La forme neurogène de cette maladie se caractérise par une anomalie
des neurones et des cellules gliales. La lésion peut toucher la moelle épinière
ou les ganglions splanchniques. Dans ce dernier cas, des corps
d’inclusion intranucléaires peuvent être décelés. La maladie se
manifeste par une anomalie du système nerveux qui s’accompagne d’une
réponse inadéquate de la tension artérielle à la phényléphrine, à
la manoeuvre de Valsalva ou au passage à la position debout. On observe
une absence de transpiration à la chaleur, une hypersensibilité de dénervation
pupillaire et une absence d’activité de potentiels de pointe après une
distension de l’intestin grêle.
Le traitement des formes myogène et neurogène de la pseudo-occlusion
intestinale idiopathique est en général inefficace. Les tentatives de
traitement par différents agents qui stimulent la motilité n’ont donné
que des résultats passagers. L’octréotide, analogue de la
somatostatine, peut être utile chez certains patients. La maladie peut être
associée avec une prolifération bactérienne qui peut aggraver le
ballonnement et la diarrhée, et il faut alors recourir à l’antibiothérapie.

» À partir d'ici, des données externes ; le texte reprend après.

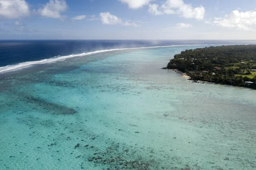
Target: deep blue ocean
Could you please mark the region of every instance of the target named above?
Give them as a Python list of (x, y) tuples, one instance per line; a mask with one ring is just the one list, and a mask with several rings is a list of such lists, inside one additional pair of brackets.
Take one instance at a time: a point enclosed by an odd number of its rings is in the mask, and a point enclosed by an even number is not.
[(253, 40), (0, 40), (0, 67), (97, 50), (166, 45), (250, 44)]
[(256, 42), (1, 41), (0, 170), (255, 170), (256, 91), (160, 68)]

Une intervention chirurgicale ne fera qu’empirer l’état du patient
tout en favorisant des iléus graves de longue durée. La nutrition parentérale
à domicile est parfois la seule solution permettant de maintenir l’état
nutritionnel, de réduire la fréquence et la gravité des symptômes
intestinaux associés et d’améliorer la qualité de vie du patient.